Setiap pertemuan dengan kitab ini serasa menjadi ruang hening yang mengajak kembali kepada fitrah hubungan antarmanusia yang penuh cinta, hormat, dan tanggung jawab.
Hadis-hadisnya tidak hadir dengan suara keras, melainkan dengan kehangatan. Redaksinya tidak menghakimi, tetapi mengajak untuk merenung. Pesan-pesannya tidak cuma menyentuh nalar, tetapi juga menggugah nurani.
Menumbuhkan Kesadaran
Betapa agung ajaran Nabi Muhammad Saw tentang hubungan antarmanusia. Dalam satu sabdanya yang begitu lekat di hati, Rasulullah Saw bersabda:
عن أبي هريرة. قال: المسلم أخو المسلم. لا يظلمه، ولا يخذله، ولا يحقره. التقوى ههنا” ويشير إلى صدره ثلاث مرات “بحسب امرئ من الشر أن يحقر أخاه المسلم. كل المسلم على المسلم حرام. دمه وماله وعرضه
“Sesama muslim adalah bersaudara yang tidak boleh menzalimi satu sama lain, enggan menolongnya, serta tidak boleh meremehkannya. Adapun takwa letaknya di sini,’ seraya Nabi menunjuk ke dadanya sebanyak tiga kali. ‘Cukuplah seseorang itu dalam kejelekan ketika ia merendahkan saudaranya sesama muslim. Setiap muslim terhadap muslim lainnya haram dan terjaga darah, harta, dan kehormatannya.” (HR. Muslim)

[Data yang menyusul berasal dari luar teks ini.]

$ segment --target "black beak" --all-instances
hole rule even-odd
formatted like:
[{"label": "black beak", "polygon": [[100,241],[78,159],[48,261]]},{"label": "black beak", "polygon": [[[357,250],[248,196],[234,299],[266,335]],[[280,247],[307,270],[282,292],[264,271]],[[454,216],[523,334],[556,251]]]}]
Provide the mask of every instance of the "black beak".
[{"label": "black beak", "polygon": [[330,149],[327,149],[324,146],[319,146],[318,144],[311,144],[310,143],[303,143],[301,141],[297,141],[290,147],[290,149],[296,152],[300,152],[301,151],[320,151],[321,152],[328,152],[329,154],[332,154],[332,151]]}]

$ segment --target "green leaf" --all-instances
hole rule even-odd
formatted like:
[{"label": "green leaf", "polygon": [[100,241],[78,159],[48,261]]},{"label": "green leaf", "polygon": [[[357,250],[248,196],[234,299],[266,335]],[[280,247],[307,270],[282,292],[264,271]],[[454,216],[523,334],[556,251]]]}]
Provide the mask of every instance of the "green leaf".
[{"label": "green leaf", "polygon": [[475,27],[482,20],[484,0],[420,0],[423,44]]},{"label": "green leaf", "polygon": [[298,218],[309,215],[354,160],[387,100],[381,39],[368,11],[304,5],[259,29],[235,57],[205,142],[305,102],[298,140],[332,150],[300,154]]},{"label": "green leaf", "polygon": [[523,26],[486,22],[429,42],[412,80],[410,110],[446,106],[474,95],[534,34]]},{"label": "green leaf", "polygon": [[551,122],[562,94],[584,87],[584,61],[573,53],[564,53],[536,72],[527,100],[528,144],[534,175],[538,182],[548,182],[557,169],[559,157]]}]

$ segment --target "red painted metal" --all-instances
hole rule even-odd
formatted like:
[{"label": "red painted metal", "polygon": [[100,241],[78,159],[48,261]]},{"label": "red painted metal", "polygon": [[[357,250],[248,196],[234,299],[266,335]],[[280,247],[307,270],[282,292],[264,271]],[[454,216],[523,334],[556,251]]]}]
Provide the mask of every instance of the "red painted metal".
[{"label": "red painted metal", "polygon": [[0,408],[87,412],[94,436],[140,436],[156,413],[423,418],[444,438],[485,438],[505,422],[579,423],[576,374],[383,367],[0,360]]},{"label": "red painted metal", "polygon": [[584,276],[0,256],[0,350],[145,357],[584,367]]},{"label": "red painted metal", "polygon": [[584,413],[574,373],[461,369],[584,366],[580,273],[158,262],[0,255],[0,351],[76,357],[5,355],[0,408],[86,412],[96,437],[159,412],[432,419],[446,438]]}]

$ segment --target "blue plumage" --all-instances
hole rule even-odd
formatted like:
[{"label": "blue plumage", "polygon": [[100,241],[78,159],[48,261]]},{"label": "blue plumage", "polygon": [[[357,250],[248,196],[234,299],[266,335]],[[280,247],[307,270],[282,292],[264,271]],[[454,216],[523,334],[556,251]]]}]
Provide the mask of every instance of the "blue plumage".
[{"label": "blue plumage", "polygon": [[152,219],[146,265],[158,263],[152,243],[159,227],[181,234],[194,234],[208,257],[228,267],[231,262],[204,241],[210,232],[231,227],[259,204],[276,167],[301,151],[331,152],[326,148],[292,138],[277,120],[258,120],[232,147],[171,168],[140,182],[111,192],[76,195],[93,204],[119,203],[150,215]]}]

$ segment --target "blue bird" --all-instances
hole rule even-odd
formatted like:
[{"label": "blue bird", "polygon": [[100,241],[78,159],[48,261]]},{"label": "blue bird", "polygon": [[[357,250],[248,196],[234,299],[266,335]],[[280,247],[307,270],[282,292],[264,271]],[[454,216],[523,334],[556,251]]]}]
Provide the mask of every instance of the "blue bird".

Begitu luhur pesan yang terkandung. Bahwa kehormatan manusia tidak dapat diremehkan atas alasan apapun. Dalam rumah tangga, dalam lingkungan tempat tinggal, atau dalam relasi sosial yang lebih luas, menjaga harga diri orang lain adalah bagian dari ketakwaan.
Kitab ini menghadirkan hadis-hadis yang menumbuhkan kesadaran baru. Bukan untuk menggugat masa lalu, melainkan untuk menumbuhkan pengertian yang lebih jernih terhadap warisan luhur ajaran Islam. Dalam pengasuhan anak, dalam pergaulan, dalam menghadapi perbedaan, dalam menanggapi perbedaan watak dan suara, semua memerlukan bekal akhlak dan adab yang mulia.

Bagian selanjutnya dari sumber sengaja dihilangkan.